W długi weekend turyści tłumnie wyruszyli w góry. My zaś postanowiliśmy oderwać się od obowiązków po dość intensywnym miesiącu i wybrać mało uczęszczany szlak. A ponieważ ostatnio upodobaliśmy sobie Słowację, na mapie natknęliśmy się na ciekawą wieżę widokową. Naszym celem była miejscowość Nová Bystrica. Stamtąd prowadzi do wieży stosunkowo krótka, lecz wymagająca trasa – zwłaszcza w upalny dzień. Sama konstrukcja liczy aż 25 metrów wysokości, jest metalowa, a na górny taras prowadzą kratkowane schody. To kolejna z odwiedzonych przez nas w ostatnim czasie słowackich wież, którą zdecydowanie odradzamy osobom z lękiem wysokości. Z górnego tarasu wieży widokowej rozpościerają się wspaniałe panoramy – mnie w szczególności zachwycił widok na położoną w Beskidzie Żywieckim Wielką Rycerzową. Mimo że był długi weekend, na szlaku nie spotkaliśmy żywej duszy, a przy samej wieży spędziliśmy około godziny – spotkaliśmy tylko jedną rodzinę.

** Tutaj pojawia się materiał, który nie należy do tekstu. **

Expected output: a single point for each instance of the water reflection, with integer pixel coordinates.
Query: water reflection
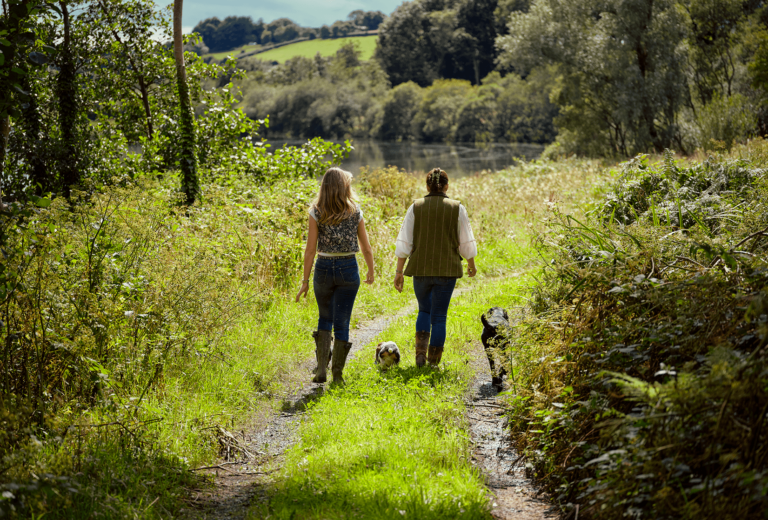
(458, 159)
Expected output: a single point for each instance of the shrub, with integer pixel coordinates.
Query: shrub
(437, 115)
(397, 112)
(640, 364)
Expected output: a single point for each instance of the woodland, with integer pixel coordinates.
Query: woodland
(596, 79)
(151, 239)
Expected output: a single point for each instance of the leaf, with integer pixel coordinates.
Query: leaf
(38, 58)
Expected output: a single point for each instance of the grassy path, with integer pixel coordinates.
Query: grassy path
(394, 445)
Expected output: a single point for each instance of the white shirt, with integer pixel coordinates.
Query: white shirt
(467, 244)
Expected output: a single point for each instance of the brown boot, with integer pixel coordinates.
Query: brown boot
(422, 341)
(323, 353)
(435, 355)
(340, 352)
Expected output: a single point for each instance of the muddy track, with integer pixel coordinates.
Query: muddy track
(513, 495)
(237, 485)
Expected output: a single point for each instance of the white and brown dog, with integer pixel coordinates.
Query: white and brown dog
(387, 355)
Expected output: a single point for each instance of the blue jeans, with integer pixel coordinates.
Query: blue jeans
(434, 296)
(336, 283)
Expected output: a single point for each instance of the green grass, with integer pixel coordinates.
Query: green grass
(394, 445)
(263, 349)
(309, 49)
(233, 52)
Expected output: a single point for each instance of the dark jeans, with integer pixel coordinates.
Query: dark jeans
(336, 283)
(434, 296)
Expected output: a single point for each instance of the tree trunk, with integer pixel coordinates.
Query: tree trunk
(14, 18)
(31, 121)
(187, 157)
(143, 88)
(66, 91)
(5, 131)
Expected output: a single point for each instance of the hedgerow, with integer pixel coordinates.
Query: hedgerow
(640, 369)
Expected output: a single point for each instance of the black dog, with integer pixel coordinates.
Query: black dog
(495, 335)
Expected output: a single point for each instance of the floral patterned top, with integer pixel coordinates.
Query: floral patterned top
(341, 238)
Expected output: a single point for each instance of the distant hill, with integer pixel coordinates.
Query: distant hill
(325, 47)
(234, 32)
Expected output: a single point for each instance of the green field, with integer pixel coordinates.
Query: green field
(233, 52)
(325, 47)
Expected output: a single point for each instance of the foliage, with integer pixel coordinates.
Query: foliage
(628, 95)
(337, 97)
(326, 48)
(327, 97)
(368, 19)
(639, 366)
(439, 108)
(392, 445)
(673, 60)
(395, 118)
(425, 40)
(724, 122)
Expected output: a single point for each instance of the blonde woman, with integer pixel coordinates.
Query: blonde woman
(336, 233)
(435, 236)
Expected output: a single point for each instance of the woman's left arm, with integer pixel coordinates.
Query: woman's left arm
(365, 247)
(309, 257)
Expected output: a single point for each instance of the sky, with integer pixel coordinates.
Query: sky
(308, 13)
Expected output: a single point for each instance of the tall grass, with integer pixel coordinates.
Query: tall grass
(639, 364)
(393, 445)
(135, 328)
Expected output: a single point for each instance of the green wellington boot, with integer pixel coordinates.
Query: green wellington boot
(422, 340)
(340, 352)
(323, 354)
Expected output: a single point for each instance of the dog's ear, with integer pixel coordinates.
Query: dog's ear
(483, 318)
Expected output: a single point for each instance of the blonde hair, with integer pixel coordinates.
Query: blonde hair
(336, 201)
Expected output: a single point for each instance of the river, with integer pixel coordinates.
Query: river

Trasa: Nová Bystrica (poza szlakiem) – Rozhľadňa Nová Bystrica – powrót tą samą trasą
Dystans: około 5 km*
Czas przejścia: około 2,5 h*
Minimalne wzniesienie: 638 m
Maksymalne wzniesienie: 955 m
*w obie strony
Nová Bystrica parking
Samochód zostawiliśmy na dość dużym, bezpłatnym parkingu nieopodal skansenu w Zubrzycy Górnej (dokładne parametry GPS parkingu podaję poniżej).
Na parkingu wiele miejsc było zajętych przez samochody i autokary, ale znalezienie wolnego nie stanowiło problemu.

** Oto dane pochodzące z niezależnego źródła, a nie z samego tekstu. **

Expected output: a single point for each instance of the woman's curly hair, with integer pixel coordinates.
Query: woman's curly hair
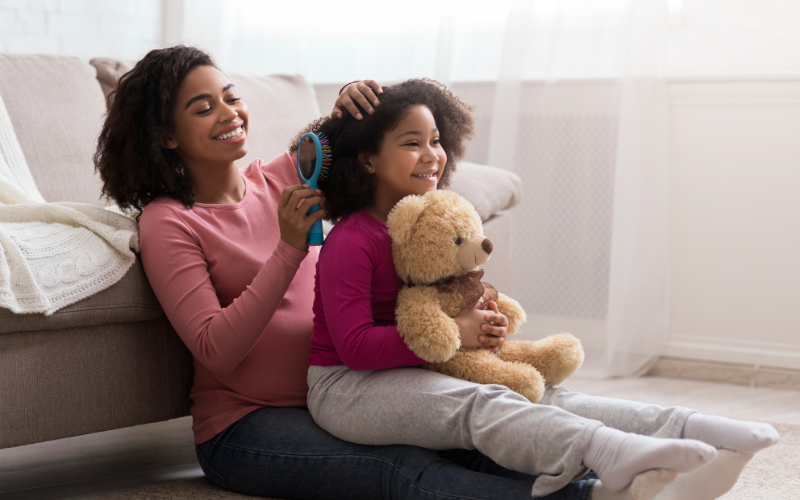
(133, 166)
(348, 186)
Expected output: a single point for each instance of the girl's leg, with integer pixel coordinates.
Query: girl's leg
(658, 421)
(282, 453)
(419, 407)
(706, 483)
(627, 416)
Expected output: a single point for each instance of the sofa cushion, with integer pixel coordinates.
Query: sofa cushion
(129, 300)
(56, 107)
(489, 189)
(280, 106)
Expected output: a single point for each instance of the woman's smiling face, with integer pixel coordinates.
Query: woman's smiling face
(411, 158)
(210, 121)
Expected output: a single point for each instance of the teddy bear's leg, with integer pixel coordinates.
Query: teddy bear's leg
(556, 357)
(483, 367)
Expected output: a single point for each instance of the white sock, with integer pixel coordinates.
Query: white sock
(721, 432)
(617, 457)
(644, 486)
(710, 481)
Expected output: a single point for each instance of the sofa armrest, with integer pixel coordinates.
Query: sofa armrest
(489, 189)
(129, 300)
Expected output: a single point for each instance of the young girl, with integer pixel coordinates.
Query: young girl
(365, 385)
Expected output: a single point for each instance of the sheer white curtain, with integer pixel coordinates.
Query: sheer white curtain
(570, 94)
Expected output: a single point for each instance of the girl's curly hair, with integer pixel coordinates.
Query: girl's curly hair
(133, 166)
(348, 186)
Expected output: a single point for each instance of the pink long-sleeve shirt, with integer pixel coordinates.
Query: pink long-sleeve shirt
(237, 294)
(355, 293)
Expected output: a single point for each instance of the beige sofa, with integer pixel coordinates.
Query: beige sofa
(113, 360)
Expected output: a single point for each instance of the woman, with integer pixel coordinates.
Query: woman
(225, 253)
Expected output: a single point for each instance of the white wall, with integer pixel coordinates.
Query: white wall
(734, 198)
(81, 28)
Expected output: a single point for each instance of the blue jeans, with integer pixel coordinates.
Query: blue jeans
(281, 453)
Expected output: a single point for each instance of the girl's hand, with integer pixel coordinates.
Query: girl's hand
(476, 331)
(360, 92)
(496, 328)
(292, 219)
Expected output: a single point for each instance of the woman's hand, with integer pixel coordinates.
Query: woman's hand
(486, 329)
(292, 219)
(360, 92)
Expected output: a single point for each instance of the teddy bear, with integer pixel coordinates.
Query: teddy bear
(437, 246)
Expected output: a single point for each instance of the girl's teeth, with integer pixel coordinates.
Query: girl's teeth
(229, 135)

Z parkingu musieliśmy się cofnąć drogą, którą przyjechaliśmy jakieś 600 metrów. Szliśmy wzdłuż torów kolei wąskotorowej. Na początku maja mieliśmy przyjemność wybrać się na przejażdżkę wąskotorową koleją Orawskiej Kolei Leśnej. Relację z tej wycieczki znajdziesz pod tym linkiem: Wąskotorowa Orawska Kolej Leśna – Przełęcz Beskyd i wieża widokowa.
Minęliśmy źródełko i po tych 600 metrach skręciliśmy w prawo, wchodząc na pnącą się leśną drogę.

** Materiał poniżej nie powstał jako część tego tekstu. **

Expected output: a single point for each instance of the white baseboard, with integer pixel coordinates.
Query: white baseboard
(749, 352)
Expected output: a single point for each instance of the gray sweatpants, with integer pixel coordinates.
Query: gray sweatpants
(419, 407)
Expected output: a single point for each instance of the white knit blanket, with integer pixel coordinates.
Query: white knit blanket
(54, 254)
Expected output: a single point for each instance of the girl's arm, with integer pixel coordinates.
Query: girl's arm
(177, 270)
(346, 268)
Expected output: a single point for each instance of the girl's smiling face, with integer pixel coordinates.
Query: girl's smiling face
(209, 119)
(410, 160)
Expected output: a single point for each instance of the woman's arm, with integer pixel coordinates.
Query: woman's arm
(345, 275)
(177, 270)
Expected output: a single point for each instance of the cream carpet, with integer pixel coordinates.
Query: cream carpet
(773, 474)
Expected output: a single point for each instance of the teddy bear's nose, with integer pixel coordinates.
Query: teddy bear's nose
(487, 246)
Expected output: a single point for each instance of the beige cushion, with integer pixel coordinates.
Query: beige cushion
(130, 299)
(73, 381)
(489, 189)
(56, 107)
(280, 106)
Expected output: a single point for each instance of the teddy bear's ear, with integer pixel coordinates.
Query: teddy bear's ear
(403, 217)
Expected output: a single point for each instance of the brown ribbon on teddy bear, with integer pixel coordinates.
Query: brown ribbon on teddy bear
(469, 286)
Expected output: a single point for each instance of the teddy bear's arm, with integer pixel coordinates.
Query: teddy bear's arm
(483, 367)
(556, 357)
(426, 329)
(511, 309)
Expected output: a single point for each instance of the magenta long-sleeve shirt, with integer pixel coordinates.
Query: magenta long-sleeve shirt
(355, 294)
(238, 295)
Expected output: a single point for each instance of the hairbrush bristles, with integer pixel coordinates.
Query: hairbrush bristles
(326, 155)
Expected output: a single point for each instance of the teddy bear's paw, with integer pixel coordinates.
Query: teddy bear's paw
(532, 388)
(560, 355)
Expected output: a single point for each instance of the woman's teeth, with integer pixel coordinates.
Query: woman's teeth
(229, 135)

Droga ta prowadziła pod górę przez dłuższy czas – przez około 300 metrów. Temperatura tego dnia była wysoka; dobrze, że zabraliśmy na wycieczkę więcej picia i krem z filtrem. Na tym odcinku trasy zalegały pojedyncze zwalone drzewa.
1 km – Doszliśmy do rozwidlenia, na którym wybraliśmy ścieżkę prowadzącą w lewo. Po chwili przecięliśmy szeroką drogę i czekało nas kolejne podejście, wymagające więcej wysiłku. Ten wymagający odcinek mierzył około 200 metrów.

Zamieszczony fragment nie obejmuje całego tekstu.